Suggestion: Allow me to browse your site and learn about your application, and I’ll decide if it’s interesting enough for me to open it on my desktop later.
You are right, I will get around that. For what is worth, I do not keep the email address.
How much will you be charging for the app? Is it using LLM ?
Yeah, if you're learning a language, have a group of restaurant words and another group about air travel, etc. Then then user will associate them.
For that I buy a vocabulary book, or a phrase book. As I read through it, and if I don‘t know a word or understand a sentence, I try to learn it using various methods, and create an Anki card to keep it in memory. Anki is just to retain the word.
On a plus side, you can buy specialized vocab/phrase books, I have one just for onomonopias. Also my beginner vocab books come with recordings from actual native speaker voice actors, which I add to the deck. Much better quality than anything an LLM or speech synthesizers can give you.

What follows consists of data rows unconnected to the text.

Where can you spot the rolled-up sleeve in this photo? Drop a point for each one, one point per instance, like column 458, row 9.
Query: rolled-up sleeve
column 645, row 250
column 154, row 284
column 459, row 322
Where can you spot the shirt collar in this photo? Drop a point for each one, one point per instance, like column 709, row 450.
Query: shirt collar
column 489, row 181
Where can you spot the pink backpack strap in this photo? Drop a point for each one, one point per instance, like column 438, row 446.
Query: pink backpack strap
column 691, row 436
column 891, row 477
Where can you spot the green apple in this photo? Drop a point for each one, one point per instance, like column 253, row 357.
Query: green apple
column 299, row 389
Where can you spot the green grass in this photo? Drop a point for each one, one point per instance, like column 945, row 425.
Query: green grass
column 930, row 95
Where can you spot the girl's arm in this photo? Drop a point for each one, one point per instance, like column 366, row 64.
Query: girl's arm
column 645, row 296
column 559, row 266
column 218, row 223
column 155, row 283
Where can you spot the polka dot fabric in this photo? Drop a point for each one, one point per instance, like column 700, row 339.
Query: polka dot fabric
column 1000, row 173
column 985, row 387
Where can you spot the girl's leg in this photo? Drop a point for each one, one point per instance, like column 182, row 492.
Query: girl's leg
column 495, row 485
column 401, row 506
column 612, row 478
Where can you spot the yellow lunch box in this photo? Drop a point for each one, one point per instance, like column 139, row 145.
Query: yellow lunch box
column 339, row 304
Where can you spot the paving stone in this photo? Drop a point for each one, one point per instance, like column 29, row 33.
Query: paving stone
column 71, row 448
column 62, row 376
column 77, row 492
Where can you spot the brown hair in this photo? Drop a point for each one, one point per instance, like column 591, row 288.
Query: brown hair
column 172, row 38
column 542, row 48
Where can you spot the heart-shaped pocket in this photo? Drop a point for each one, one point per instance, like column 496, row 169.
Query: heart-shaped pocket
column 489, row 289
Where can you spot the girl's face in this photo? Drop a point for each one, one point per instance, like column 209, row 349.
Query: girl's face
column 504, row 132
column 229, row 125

What are you talking about? Anki explicitly has the concept of 'notes' from which one or more 'cards' are derived. You can absolutely easily make custom decks that only have certain card types.
Yeah I'm confused too. "I don’t like its data model. I wish the data model was instead <perfectly describes Anki's data model>".
Seems like a YC business in the making. There's demand for improvements, and you already have your pitch.
Sprinkle in AI and you'd be a shoe-in.